The Lizzie McGuirestar added, "In no way do I condone shedding any light on what is so obviously an uninformed, heartless, money grab."
Her statement appears to reference reports surrounding an anecdote about the former couple featured in Aaron Carter: An Incomplete Story of an Incomplete Life, which was written by Andy Symonds from three years of interviews with the late singer. In the tell-all memoir, Carter apparently claims that the two — who dated from 2000 to 2003 — lost their virginities to each other on what was likely Duff's 13th birthday.
However, the actress isn't the only one upset by Ballast's decision, as Carter's management team also issued their own statement thanking Duff for speaking up, adding that "in the few short days following our dear friend's passing we have been trying to grieve and process while simultaneously having to deal with obscenely disrespectful and unauthorized releases."
"This is a time for mourning and reflection not heartless money grabs and attention seeking," his team continued, before requesting that any unauthorized content be taken down.

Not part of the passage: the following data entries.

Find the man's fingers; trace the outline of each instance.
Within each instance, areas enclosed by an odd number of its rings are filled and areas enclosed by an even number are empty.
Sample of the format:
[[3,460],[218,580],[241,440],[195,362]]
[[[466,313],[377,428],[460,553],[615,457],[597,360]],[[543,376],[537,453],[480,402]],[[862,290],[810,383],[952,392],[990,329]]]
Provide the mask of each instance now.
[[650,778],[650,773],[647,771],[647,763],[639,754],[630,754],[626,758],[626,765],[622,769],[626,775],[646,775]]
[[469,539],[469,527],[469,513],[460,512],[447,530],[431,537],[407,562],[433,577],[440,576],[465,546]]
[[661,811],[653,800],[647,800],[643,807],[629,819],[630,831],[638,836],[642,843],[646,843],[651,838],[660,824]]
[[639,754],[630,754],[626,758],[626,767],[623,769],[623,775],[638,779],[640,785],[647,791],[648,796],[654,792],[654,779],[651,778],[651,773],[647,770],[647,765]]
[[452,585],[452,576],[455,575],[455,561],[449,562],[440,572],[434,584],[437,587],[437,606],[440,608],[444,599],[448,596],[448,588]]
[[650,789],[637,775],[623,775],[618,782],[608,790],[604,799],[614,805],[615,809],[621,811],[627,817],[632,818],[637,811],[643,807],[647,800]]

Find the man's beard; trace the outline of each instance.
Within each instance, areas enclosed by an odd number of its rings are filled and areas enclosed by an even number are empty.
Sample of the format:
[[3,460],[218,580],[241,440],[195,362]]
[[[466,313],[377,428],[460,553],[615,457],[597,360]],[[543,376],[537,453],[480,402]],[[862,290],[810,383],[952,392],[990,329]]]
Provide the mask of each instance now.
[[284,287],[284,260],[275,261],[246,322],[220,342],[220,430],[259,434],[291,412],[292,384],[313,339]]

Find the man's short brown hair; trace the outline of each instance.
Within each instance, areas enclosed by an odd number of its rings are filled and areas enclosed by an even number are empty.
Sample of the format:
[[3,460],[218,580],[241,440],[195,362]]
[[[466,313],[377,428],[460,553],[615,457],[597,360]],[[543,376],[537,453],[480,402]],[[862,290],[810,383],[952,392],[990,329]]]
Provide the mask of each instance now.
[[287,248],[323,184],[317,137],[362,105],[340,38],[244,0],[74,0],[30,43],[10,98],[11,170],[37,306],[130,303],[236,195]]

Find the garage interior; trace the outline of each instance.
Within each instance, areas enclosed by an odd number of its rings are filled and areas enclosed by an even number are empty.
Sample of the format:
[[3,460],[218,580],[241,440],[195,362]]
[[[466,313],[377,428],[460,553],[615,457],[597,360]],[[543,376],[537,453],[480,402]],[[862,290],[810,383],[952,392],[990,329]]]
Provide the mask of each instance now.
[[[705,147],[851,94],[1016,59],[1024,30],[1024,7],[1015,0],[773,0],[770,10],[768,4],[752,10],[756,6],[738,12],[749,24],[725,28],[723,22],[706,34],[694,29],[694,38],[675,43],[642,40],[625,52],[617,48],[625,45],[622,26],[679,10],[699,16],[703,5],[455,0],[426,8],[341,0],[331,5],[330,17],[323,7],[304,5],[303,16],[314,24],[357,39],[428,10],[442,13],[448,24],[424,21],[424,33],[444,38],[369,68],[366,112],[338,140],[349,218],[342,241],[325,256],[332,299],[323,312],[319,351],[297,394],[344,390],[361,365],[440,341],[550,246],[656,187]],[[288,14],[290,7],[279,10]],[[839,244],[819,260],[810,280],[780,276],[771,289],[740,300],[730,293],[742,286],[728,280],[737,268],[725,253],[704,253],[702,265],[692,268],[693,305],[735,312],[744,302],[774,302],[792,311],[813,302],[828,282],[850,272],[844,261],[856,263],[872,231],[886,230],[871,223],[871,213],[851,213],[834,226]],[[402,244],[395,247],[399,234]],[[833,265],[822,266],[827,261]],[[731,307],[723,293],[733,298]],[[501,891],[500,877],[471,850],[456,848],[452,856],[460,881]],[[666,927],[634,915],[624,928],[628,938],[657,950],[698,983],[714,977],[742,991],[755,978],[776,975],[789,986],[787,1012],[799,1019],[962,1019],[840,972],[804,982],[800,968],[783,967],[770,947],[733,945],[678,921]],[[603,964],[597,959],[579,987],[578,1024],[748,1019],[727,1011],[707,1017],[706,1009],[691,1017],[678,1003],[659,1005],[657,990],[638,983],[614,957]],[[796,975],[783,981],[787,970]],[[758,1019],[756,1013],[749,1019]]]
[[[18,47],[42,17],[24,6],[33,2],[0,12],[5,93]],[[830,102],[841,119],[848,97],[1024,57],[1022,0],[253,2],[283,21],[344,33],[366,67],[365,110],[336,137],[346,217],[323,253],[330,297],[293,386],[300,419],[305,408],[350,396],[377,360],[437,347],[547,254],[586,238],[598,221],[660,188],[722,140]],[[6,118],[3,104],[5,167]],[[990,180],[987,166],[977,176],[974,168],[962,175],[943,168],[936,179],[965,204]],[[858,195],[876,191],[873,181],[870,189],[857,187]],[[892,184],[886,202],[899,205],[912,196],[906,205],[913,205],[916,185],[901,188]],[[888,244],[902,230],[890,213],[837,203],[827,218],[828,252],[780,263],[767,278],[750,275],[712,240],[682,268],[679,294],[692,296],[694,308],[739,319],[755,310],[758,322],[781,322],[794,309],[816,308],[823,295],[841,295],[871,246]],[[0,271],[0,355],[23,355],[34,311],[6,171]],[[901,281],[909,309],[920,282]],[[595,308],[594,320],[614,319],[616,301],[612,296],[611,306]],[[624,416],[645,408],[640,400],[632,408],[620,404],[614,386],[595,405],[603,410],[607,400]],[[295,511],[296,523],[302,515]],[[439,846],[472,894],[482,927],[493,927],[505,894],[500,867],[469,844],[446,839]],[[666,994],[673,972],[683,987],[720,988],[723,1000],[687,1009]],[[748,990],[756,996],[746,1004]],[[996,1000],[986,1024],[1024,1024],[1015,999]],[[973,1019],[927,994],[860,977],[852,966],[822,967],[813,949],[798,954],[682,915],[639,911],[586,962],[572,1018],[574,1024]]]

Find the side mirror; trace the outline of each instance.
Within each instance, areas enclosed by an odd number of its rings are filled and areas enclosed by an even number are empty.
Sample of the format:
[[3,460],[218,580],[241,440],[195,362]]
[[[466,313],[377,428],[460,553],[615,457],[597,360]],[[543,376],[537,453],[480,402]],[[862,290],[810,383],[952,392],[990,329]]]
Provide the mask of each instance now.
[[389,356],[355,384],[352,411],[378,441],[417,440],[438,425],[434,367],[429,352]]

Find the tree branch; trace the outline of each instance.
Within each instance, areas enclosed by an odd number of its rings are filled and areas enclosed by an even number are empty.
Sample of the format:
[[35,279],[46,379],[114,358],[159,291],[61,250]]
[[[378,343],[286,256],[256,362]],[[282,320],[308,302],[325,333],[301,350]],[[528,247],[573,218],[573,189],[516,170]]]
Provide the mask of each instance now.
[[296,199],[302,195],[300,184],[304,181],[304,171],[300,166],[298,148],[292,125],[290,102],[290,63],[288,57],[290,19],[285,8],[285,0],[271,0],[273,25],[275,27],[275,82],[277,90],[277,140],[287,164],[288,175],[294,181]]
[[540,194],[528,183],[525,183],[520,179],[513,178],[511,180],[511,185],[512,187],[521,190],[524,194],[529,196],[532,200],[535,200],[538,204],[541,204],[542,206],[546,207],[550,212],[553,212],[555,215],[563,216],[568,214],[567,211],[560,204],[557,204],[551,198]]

They also want to make sure that nothing else released "without approval from his family, friends, and associates."
Ballast Books has yet to respond to the criticism. However, Symonds told E! News in a statement that "Aaron Carter hired me to help him tell the world his story" and "that story, while tragically cut short, was filled with good and bad."
"His life was far from pretty, and understandably certain people in the public eye don't want some of the stories Aaron tells in his book to come to light. That doesn't make them any less true or newsworthy," he continued, before saying that Carter "had a right—as we all do—to tell his story."
"As a journalist, I am honored that he chose me to help him do that. In addition to being cathartic for him, Aaron hoped this book would help others struggling with addiction and mental illness," Symonds concluded. "I hope and believe it will do that."